Fecha: 07 de Mayo de 2012

Tribunal: AP - Madrid

Ponente: HERNANDEZ HERNANDEZ, MARIA DEL ROSARIO

Nº de sentencia: 510/2012

Núm. Cendoj: 28079370242012100488


Encabezamiento

AUD.PROVINCIAL SECCION N. 24

MADRID

SENTENCIA: 00510/2012

AUDIENCIA PROVINCIAL DE MADRID

SECCION 24ª

Rollo nº: 1119/11

Autos nº: 1379/09

Procedencia : Juzgado de Primera Instancia nº 2 de Navalcarnero

Apelante: D. Jesús María

Procurador: D. JORGE LAGUNA ALONSO

Apelado-impugnante: Dª. Alejandra

Procurador: Dª. SONIA JIMENEZ SANMILLAN

Ponente: Ilma. Sra. Dª. ROSARIO HERNÁNDEZ HERNÁNDEZ

S E N T E N C I A Nº 510

Magistrados:

Ilmo. Sr. D. Francisco Javier Correas González

Ilmo. Sr. D. Angel Sánchez Franco

Ilma. Sra. Dª ROSARIO HERNÁNDEZ HERNÁNDEZ

EN MADRID, A SIETE DE MAYO DE DOS MIL DOCE.

Vistos y oídos en grado de apelación por la Sección 24ª de esta Audiencia Provincial de Madrid, los autos de Guarda y Custodia número 1379/09, procedentes del Juzgado de Primera Instancia número 2 de Navalcarnero.

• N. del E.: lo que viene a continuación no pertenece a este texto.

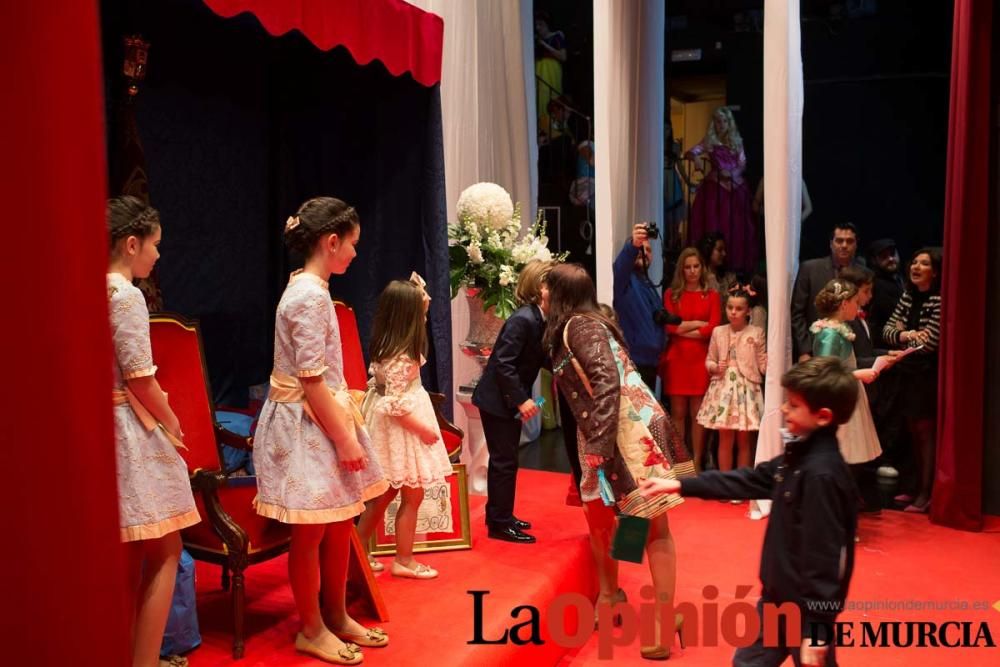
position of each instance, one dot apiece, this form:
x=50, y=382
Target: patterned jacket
x=596, y=415
x=751, y=359
x=930, y=319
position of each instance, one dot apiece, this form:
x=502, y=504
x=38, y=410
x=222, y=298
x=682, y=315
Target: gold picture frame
x=442, y=522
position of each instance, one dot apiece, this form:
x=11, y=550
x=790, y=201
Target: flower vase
x=484, y=327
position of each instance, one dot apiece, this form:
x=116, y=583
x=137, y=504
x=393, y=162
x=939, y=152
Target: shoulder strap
x=573, y=360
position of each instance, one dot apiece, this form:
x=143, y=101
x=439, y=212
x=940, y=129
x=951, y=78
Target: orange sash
x=126, y=397
x=288, y=389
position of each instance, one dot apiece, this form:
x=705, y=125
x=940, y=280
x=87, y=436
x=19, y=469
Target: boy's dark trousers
x=758, y=655
x=503, y=439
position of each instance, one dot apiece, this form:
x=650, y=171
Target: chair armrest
x=208, y=482
x=437, y=400
x=230, y=439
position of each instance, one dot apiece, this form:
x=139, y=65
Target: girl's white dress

De una, como apelante D. Jesús María , representado por el Procurador D. JORGE LAGUNA ALONSO.

Y de otra, como apelado-impugnante Dª. Alejandra , representada por la Procuradora Dª. SONIA JIMENEZ SANMILLAN.

VISTO, siendo Magistrado Ponente la Ilma. Sra. Dª. ROSARIO HERNÁNDEZ HERNÁNDEZ.

Antecedentes

PRIMERO.- La Sala acepta y tiene por reproducidos los antecedentes de hecho contenidos en la resolución apelada.

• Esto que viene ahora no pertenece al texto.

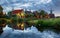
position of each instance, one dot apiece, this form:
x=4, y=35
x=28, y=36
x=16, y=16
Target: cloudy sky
x=32, y=5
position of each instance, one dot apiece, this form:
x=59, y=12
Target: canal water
x=28, y=33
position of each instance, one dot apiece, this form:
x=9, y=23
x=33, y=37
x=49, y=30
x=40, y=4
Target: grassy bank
x=43, y=24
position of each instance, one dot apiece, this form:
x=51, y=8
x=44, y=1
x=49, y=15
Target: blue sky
x=32, y=4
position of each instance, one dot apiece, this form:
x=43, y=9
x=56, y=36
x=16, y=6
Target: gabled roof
x=17, y=11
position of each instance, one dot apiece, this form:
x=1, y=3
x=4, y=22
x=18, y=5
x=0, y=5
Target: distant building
x=51, y=15
x=18, y=13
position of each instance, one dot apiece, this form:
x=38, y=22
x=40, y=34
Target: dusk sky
x=8, y=5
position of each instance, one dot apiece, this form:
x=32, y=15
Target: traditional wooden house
x=18, y=13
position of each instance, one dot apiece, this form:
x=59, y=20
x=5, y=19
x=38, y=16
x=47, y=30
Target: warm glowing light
x=22, y=14
x=18, y=14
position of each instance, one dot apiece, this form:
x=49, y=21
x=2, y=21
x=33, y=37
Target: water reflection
x=28, y=33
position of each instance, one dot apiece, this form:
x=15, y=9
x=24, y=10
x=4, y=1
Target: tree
x=43, y=13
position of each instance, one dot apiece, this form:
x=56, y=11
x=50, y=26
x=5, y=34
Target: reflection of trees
x=43, y=13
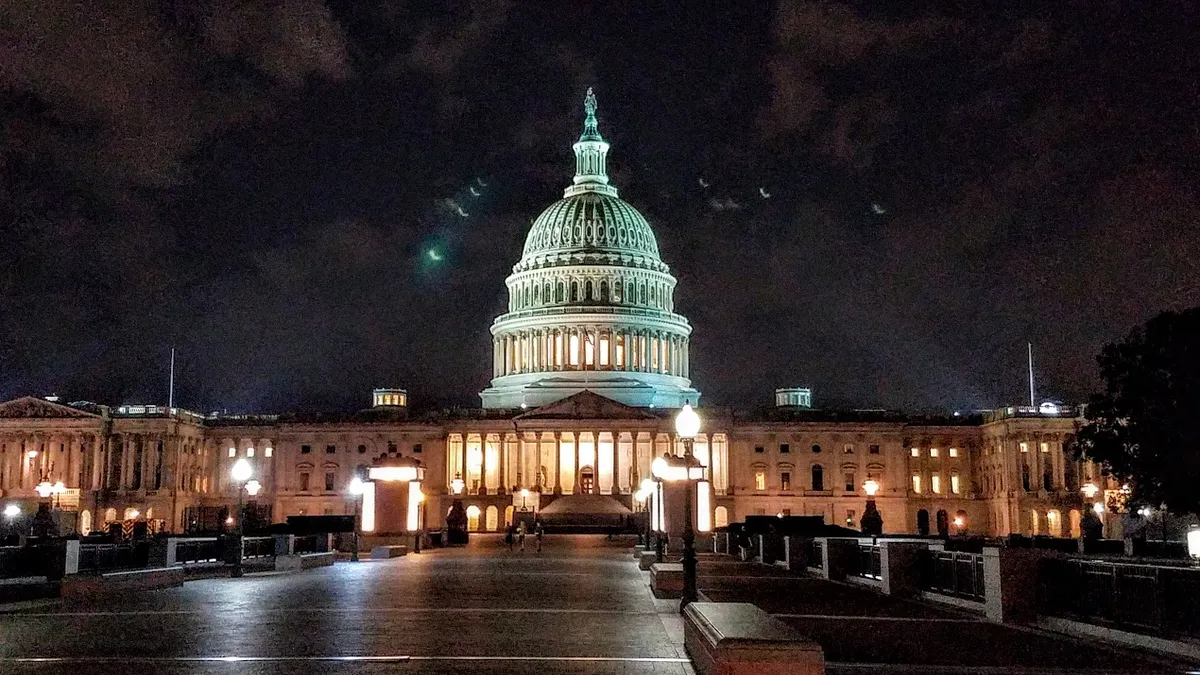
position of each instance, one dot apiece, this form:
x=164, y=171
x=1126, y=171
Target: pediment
x=587, y=405
x=31, y=407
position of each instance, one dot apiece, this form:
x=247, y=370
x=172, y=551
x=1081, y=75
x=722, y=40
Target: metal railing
x=870, y=563
x=196, y=550
x=815, y=555
x=953, y=573
x=257, y=547
x=106, y=557
x=1143, y=598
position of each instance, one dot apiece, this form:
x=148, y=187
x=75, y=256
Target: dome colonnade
x=591, y=302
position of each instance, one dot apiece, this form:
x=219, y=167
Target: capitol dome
x=591, y=302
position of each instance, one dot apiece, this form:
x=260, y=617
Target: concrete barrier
x=667, y=578
x=742, y=639
x=132, y=580
x=383, y=553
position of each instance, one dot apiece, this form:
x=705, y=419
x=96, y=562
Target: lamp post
x=687, y=426
x=357, y=489
x=240, y=473
x=873, y=521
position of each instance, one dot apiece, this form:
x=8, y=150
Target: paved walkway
x=580, y=607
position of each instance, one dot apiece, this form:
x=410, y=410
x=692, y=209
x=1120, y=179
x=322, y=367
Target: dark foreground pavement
x=580, y=607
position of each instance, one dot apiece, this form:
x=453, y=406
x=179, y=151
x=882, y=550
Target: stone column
x=616, y=463
x=558, y=463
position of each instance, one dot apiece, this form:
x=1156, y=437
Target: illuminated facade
x=589, y=366
x=591, y=302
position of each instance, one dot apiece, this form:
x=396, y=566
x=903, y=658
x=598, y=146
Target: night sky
x=261, y=185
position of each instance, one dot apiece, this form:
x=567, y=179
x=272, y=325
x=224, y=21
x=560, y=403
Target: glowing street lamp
x=687, y=426
x=357, y=488
x=240, y=473
x=873, y=521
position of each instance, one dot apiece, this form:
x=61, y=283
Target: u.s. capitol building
x=589, y=368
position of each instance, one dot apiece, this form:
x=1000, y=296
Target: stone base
x=742, y=639
x=383, y=553
x=123, y=583
x=667, y=578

SEGUNDO.- Que en fecha de 20 de mayo de 2010, por el Juzgado de Primera Instancia nº 2 de Navalcarnero, se dictó Sentencia cuya parte dispositiva es del tenor literal siguiente: "Que estima parcialmente la demanda interpuesta por la Procuradora de los Tribunales Dª. Epifanía Esther Ginés García-Moreno, en nombre y representación de Dª. Alejandra , contra D. Jesús María .

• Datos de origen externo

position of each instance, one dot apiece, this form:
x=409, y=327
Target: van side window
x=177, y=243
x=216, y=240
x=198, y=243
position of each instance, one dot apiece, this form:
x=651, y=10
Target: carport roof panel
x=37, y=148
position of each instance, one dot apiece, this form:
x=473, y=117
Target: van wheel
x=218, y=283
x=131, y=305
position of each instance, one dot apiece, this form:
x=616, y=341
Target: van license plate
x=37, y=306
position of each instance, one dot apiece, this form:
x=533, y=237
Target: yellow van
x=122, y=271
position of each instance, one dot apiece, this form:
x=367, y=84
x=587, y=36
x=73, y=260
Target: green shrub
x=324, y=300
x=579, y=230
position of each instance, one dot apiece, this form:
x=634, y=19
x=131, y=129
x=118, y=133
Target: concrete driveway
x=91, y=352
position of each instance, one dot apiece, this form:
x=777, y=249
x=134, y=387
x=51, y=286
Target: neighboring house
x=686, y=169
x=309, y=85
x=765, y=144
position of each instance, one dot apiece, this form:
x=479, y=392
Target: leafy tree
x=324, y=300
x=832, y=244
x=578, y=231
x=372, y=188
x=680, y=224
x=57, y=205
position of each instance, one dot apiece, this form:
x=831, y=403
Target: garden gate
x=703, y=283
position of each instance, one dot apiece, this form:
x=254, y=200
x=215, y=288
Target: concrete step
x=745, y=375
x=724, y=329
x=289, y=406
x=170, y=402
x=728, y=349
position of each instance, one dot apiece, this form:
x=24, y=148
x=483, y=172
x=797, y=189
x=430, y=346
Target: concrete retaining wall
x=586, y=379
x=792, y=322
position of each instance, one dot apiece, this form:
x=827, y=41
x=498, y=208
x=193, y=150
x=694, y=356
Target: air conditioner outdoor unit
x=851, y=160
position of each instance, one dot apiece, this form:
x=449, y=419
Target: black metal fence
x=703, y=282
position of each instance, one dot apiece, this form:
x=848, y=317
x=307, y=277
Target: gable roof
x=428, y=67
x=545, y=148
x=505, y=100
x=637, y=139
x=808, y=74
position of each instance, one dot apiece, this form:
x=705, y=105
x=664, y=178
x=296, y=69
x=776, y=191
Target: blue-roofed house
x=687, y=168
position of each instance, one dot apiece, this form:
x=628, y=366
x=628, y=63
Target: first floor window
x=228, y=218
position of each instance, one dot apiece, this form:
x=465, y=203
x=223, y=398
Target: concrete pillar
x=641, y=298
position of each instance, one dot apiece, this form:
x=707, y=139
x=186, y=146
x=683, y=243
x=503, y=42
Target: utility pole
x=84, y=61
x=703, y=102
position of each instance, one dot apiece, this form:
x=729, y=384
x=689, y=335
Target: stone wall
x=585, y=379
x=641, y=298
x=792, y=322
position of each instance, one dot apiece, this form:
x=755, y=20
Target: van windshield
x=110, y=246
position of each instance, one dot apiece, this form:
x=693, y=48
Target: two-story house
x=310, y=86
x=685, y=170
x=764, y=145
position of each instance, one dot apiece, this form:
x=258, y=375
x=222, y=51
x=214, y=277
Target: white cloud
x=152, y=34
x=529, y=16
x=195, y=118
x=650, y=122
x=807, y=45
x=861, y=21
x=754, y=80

Se mantienen y elevan a definitivas las medidas contenidas en el Auto de fecha 11 de febrero de 2010, dictado en el ámbito de las Medidas Provisionales nº 1384/2009, con las siguientes modificaciones:

1. Las cuotas, tanto ordinarias como extraordinarias, de la comunidad de propietarios donde se ubica la vivienda familiar, cuyo uso se ha atribuido al menor y a su madre, deberán ser abonadas al 50 % por ambos progenitores.

2. Las cuotas pendientes de pago del crédito personal suscrito conjuntamente por ambas partes deberán ser abonadas al 50% pro ambos progenitores.

Se mantiene íntegramente la citada resolución de fecha 11 de febrero de 2010 en todos sus términos, salvo lo que resulte incompatible con las modificaciones señaladas en los cuatro puntos anteriores.

Sin expresa imposición de costas."

TERCERO.- Notificada la mencionada sentencia a las partes, contra la misma se interpuso Recurso de Apelación por la representación de D. Jesús María , mediante escrito de fecha 14 de julio de 2010, en base a las alegaciones contenidas en el mismo, que en aras a la brevedad damos aquí por reproducido.

CUARTO.- Frente a estas pretensiones, la parte apelada Dª. Alejandra , mostró su oposición por las razones expresadas en su escrito de fecha 9 de septiembre de 2010 al que nos remitimos.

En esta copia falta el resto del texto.